Sunday, October 03, 2010

Stone Wall, Stone Fence

It was on a cold winter night when Raakesh told Kaushik he would not take up a job. “I’ll do something, maybe try and be a journalist”, he said. Afterwards they strolled around the campus, covered in a thick veil of radiant fog. The vapour from their coffee rose and mingled with the fog, as did their own breaths.

Ever since they’d become friends, Raakesh often hinted at not wanting to carry on with the mistake he’d made. “This MBA stuff, it repels me,” he would say, “I can’t see myself doing this, being surrounded by people such as these. I just can’t.” Kaushik, unsure of what his own feelings in the matter were, remained silent on these occasions. He knew that he too was not thrilled at the prospect of spending years in an elaborate office in formalwear, but in the apparent absence of immediate alternatives, he was loathe to make a choice. He felt curiously envious and, at the same time, relieved each time Raakesh renewed his vow – relieved that it was Raakesh and not he. Raakesh, in the meanwhile, continued to take his exams and prepare sufficiently before them to get by, forever threatening that the next time he would not.

Somewhere in the most isolated corner of the campus when the thuds of the woofers in the Community Centre no longer bothered them, they stopped walking. They sweated lightly inside their jackets. Raakesh still carried ‘The remembrance of things past’, tattered and yellowed with its years in the library, in one hand. For some reason, he had taken it with him to the Insti party. “I came straight from the library,” he’d said by way of explanation.

Two years from then, when Ritankar and Kaushik stood before the grave of Proust in Paris, Kaushik would recount the episode to Ritankar. “Oh, that library version had about twenty pages torn off it. I had to stop reading it because of that.”, Ritankar would say in response.

They stood there for a while, silent, for they could think of nothing to discuss in particular, but unwilling to return to the din or to their rooms. Kaushik leaned against a tree trunk.

“So then, journalism, son?” Kaushik said.

“Yes son, that seems to be the idea.”

“But how do you plan to get in? An MBA degree, even one from the IIMs, does not help much in these matters, I gather.”

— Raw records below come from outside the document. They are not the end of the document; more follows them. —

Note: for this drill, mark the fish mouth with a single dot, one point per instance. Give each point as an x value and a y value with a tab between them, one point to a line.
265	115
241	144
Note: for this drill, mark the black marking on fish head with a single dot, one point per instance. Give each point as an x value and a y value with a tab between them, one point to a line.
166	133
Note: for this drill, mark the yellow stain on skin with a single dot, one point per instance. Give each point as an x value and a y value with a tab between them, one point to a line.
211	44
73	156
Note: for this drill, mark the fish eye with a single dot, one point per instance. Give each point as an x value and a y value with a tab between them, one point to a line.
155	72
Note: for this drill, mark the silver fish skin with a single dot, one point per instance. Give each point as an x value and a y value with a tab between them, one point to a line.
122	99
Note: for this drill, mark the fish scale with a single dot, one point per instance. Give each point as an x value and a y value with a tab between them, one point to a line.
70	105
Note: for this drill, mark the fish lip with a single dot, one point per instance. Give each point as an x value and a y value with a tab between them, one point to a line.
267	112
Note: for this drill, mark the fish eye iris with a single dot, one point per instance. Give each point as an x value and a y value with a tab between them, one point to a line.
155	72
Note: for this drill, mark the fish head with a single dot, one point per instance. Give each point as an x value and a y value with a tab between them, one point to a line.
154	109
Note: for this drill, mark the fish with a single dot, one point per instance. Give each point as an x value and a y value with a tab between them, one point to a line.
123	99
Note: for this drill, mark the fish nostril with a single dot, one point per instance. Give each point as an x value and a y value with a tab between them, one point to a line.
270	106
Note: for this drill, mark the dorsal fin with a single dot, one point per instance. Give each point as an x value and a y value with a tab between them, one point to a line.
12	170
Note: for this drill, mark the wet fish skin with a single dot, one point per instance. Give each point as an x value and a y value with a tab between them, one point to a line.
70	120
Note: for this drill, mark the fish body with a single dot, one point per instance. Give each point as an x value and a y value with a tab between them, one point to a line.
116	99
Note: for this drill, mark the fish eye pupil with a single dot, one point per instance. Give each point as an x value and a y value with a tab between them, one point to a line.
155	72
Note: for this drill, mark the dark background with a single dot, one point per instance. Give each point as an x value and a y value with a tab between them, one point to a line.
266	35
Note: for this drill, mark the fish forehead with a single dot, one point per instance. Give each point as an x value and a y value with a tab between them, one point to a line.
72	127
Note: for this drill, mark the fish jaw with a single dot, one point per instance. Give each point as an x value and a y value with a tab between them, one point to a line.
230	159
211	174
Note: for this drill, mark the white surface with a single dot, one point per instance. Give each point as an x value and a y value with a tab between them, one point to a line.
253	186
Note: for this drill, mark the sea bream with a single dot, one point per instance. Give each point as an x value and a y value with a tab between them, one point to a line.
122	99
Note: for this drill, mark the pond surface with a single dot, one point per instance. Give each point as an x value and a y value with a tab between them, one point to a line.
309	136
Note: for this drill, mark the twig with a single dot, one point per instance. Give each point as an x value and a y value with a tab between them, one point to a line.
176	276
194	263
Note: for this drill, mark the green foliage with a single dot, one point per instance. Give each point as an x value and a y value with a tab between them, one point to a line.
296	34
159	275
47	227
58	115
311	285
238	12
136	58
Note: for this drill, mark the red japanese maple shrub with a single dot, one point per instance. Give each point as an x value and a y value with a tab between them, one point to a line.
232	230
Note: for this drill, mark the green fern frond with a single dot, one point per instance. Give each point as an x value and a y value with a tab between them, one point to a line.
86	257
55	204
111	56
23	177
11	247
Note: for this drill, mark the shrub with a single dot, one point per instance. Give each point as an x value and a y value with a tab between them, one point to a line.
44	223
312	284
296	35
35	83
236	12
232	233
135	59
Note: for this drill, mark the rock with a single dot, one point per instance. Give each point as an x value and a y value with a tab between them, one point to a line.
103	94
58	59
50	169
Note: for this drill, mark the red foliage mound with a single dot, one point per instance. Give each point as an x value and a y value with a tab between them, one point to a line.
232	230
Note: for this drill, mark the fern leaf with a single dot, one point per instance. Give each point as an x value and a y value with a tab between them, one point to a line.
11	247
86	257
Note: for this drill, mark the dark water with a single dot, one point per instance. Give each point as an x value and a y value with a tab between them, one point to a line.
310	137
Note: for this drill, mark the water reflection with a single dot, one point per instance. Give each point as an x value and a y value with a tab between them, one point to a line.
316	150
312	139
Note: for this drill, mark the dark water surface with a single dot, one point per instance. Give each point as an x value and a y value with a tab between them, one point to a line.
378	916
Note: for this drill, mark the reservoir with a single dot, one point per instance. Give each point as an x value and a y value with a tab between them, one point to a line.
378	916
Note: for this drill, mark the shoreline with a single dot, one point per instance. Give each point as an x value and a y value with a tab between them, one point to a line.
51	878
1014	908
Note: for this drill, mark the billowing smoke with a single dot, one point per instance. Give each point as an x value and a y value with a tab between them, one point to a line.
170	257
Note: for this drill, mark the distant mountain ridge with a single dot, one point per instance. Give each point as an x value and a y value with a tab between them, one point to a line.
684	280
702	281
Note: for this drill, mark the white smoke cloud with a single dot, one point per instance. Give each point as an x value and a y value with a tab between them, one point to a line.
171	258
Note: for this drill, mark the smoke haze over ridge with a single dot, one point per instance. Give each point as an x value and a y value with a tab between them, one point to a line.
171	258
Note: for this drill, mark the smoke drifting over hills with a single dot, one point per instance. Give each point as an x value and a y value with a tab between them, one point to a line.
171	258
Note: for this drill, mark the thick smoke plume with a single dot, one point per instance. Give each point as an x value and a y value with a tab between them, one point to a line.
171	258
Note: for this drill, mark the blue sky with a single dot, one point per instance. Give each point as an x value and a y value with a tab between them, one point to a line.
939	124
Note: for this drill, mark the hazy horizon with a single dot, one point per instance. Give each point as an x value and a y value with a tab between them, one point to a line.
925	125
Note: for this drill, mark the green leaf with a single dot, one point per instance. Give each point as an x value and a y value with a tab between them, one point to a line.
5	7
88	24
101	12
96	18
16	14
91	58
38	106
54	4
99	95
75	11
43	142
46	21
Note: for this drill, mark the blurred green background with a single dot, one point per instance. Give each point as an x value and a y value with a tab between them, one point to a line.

“I don’t know son, honestly,” Raakesh flushed, “but there must be a way. I’ll get into a separate course on journalism if need be.”

“A separate course? That is an extra year son, yes?”

Raakesh nodded, a little exasperated. Why must he think of all this now?

“What about the enormous loan you’ve run up here? How do you pay that back?”

“Maybe I will not, son.”

They started to walk again.

“So son, any new efforts coming up?” Raakesh asked.

“I think so son, yes. A short piece about a prisoner and his life. Will probably write it at some point tomorrow. You, of course, will be informed when it goes up on the blog.”

“Of course.”

“You? Anything in the offing? Besides the love poems to be pushed under the door?”

“Yes son, rubbing it in, it seems!” Raakesh paused, “No, nothing really. I am afraid the Booker will have to wait for a while.”

“Listen, lets go to the canteen. I would like some tea, a bowl of noodles too, perhaps.” Kaushik said.

“Sure son, lets. What time is it?”

“Ten minutes to two. Early days yet. We’ve plans for Counter Strike at three. Another hour to pass.’

The canteen was largely deserted; occasionally people appeared in ones and twos, and carried their tea cups, once those arrived, outside. Nobody sat at a table. Outside the canteen, there was a clearing, that looked like it had been commissioned as an ampitheatre but construction was abandoned halfway, and this is where most people sat with their teas. Raakesh and Kaushik chose to sit inside, happy with the warmth and the isolation.

“These computer games you play son, I never understand what is so interesting about them.”

“Perhaps not as interesting as a course in journalism son, yes. But whatever little there is, it is more immediate one feels.” Kaushik chuckled, pleased to have constructed, verbally, a somewhat more convoluted sentence than he usually did. Conversations in English were something he’d never had before he came to Lucknow, and he still found himself fumbling with the spoken word once in a while.

“Really son, that is just a ridiculous comment. What has one got to do with the other?”

“I know son,” Kaushik conceded, “just popped up in my head and I said it. Nothing to get so peeved about.”


Raakesh would indeed take up a course in journalism a few months later and then find himself employed with a well-known English daily, as a Sports Correspondent. In the first few months, he would cover minor Snooker and Table Tennis tournaments and fill his reports with references from The Dante, Homer and the Bible. He would then show those to Kaushik and they would have a good laugh.

On this night, the two would separate after an hour at the canteen. Kaushik would go back to his room and play Counter Strike under the alias of Che Guevara on the campus LAN with a bunch of friends. Raakesh would go back to weed.